Because there is no brain region devoid of TSPO expression (65,66), metabolite-corrected arterial plasma measurements of radioligand concentration are necessary for accurate in vivo quantification of binding. To overcome variability that may be associated with the arterial measurements (27,67), relative measures of binding, such as distribution volume ratios (DVRs), have been proposed (22). Of the studies included in this meta-analysis, one study reported a significantly higher DVR in patients with schizophrenia and people at clinical risk for psychosis (22), whereas three studies showed no difference in schizophrenia (23–25). More recently, one study found no evidence of higher DVR in high-risk individuals compared with HCs (68). We chose not to include DVR in our analysis. The interpretation of patient–control differences obtained by dividing binding in a target region by that in a reference region is complicated by the possibility that there are alterations in specific binding in the reference region as well. In addition, the reliability of DVR for TSPO radioligands has been found to be low (69). Given the lack of a true reference region, VT is the most suitable outcome for TSPO quantification under the assumption that nondisplaceable binding does not differ between groups. Apart from glial cells, TSPO is also expressed in perivascular and endothelial cells (55,70) and under certain conditions also neurons (71). Further research is needed to evaluate the contribution of these components to the observation of lower levels of VT in schizophrenia. Finally, while there is as yet no published evidence showing an effect of the fraction of free radiotracer in plasma on brain VT for TSPO radioligands (72), it cannot be ruled out that potential patient–control differences in free radiotracer might contribute to the observed differences in VT. Of all the original studies included in this meta-analysis that measured free radiotracer (22–24), none found a significant difference between groups, suggesting that this factor did not have a major influence on the results.

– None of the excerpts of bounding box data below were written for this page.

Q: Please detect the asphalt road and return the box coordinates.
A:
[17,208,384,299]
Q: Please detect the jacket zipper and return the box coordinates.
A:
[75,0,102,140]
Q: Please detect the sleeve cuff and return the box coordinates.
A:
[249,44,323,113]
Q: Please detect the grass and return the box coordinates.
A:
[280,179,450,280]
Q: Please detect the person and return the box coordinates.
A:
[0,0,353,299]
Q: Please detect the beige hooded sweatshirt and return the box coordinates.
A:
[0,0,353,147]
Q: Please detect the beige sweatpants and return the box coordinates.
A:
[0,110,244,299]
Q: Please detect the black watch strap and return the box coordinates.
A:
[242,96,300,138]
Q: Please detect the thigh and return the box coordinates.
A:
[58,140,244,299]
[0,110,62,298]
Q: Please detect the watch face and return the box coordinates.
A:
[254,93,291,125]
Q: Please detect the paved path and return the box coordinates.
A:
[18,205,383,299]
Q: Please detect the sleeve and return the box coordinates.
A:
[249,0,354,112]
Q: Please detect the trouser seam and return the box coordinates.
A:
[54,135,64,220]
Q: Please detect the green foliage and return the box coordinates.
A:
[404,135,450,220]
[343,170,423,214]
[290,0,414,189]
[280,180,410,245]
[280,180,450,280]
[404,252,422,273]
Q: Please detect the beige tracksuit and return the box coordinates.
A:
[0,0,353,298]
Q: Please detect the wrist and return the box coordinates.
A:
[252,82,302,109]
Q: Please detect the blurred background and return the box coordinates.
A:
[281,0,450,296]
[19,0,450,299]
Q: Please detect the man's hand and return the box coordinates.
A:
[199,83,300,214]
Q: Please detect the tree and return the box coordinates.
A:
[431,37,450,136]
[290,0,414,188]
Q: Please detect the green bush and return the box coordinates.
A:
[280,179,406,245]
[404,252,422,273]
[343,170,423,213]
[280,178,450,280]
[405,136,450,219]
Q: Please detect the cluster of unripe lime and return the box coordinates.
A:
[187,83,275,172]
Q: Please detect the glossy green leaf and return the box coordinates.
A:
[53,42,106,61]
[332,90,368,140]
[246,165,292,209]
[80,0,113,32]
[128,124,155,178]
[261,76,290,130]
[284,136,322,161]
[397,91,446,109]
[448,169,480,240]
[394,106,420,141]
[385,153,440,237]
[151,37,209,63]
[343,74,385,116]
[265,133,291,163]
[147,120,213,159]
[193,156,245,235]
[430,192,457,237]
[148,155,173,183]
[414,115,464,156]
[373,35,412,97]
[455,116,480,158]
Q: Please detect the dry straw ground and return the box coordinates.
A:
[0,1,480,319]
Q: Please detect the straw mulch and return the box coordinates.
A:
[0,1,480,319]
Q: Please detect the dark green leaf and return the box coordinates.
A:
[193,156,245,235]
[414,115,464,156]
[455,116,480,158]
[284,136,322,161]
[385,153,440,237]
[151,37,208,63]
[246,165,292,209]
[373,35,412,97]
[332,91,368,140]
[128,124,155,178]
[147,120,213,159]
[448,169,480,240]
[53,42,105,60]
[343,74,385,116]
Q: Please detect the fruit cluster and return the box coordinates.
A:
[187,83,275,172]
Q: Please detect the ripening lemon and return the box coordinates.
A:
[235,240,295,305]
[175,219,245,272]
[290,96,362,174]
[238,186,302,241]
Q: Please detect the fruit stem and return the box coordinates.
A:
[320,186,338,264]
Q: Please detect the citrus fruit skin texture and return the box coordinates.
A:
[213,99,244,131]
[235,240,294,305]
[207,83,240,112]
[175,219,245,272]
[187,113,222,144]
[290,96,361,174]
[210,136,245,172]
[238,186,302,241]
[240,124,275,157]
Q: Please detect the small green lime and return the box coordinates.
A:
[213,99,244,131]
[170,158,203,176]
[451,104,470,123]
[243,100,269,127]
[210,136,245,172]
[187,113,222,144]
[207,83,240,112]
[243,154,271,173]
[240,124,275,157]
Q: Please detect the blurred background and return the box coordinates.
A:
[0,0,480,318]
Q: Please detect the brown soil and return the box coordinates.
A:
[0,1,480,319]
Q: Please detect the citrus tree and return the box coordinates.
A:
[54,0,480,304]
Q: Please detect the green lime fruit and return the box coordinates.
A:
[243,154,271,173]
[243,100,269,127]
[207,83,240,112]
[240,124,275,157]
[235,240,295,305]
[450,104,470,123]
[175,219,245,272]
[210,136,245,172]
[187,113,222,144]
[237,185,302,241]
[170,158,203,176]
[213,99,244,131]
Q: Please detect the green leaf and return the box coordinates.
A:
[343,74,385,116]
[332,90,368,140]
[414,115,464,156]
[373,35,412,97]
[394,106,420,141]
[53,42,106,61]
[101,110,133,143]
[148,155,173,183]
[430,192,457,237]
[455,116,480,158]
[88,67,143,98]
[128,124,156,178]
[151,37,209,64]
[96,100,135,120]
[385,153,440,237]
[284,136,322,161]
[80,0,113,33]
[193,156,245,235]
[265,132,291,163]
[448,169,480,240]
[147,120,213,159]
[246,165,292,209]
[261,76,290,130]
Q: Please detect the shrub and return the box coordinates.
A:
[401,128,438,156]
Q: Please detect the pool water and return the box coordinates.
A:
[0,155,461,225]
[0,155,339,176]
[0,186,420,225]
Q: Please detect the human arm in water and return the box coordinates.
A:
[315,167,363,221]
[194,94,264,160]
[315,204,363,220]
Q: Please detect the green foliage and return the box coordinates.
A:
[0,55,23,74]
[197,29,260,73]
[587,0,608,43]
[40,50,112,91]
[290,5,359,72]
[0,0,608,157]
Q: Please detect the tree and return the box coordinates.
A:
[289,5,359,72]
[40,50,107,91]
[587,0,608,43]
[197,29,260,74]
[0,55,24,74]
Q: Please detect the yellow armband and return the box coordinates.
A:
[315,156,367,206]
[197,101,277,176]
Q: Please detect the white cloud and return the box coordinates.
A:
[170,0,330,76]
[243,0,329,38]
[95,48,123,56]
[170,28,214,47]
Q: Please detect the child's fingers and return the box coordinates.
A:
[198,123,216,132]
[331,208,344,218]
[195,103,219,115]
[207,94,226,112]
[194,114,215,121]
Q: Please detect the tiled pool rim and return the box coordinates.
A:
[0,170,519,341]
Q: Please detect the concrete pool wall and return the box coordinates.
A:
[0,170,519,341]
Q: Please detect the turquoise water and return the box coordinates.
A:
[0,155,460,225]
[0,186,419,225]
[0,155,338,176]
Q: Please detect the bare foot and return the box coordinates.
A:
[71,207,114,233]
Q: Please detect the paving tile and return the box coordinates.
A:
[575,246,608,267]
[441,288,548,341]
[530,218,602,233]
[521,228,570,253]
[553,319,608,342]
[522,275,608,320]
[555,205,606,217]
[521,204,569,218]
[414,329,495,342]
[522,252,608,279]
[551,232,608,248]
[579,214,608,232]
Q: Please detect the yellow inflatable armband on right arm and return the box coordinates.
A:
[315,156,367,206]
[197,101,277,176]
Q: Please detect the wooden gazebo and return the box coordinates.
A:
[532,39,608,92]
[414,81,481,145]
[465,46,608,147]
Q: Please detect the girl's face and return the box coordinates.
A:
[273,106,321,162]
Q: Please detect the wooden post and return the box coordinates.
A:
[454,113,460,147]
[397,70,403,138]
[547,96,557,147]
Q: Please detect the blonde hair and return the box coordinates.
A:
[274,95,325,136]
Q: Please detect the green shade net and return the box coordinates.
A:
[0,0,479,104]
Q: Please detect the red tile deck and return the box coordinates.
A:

In this IPD meta-analysis, the hierarchal statistical models allowed us to investigate the difference in TSPO levels between patients with psychosis and HCs across five different studies. The IPD approach offers many advantages over traditional, aggregated meta-analysis (73). In this study specifically, for example, it allowed us to examine the effect of medication, investigate correlations between VT and clinical measures, and control for potential cofounders such as gender, all of which would not have been possible if effect sizes had only been extracted from literature. By including only studies employing second-generation radiotracers and reporting the standard outcome measure VT, the analysis fulfills the precondition of meta-analytical models that outcomes should stem from the same underlying distribution of effects. Synthesizing data in this way, we were able to overcome the critical limitation of small sample sizes in the individual reports. Despite this, the total number of included subjects did not allow for investigations of specific subgroups such as different disease stages.

Conclusions

The current study shows that TSPO levels are lower across several brain regions in patients with first-episode psychosis and schizophrenia compared with HCs, suggesting an altered function, or reduced density, of immune and glial cells. Further work is needed to assess the exact biological meaning of these changes using both clinical and translational studies.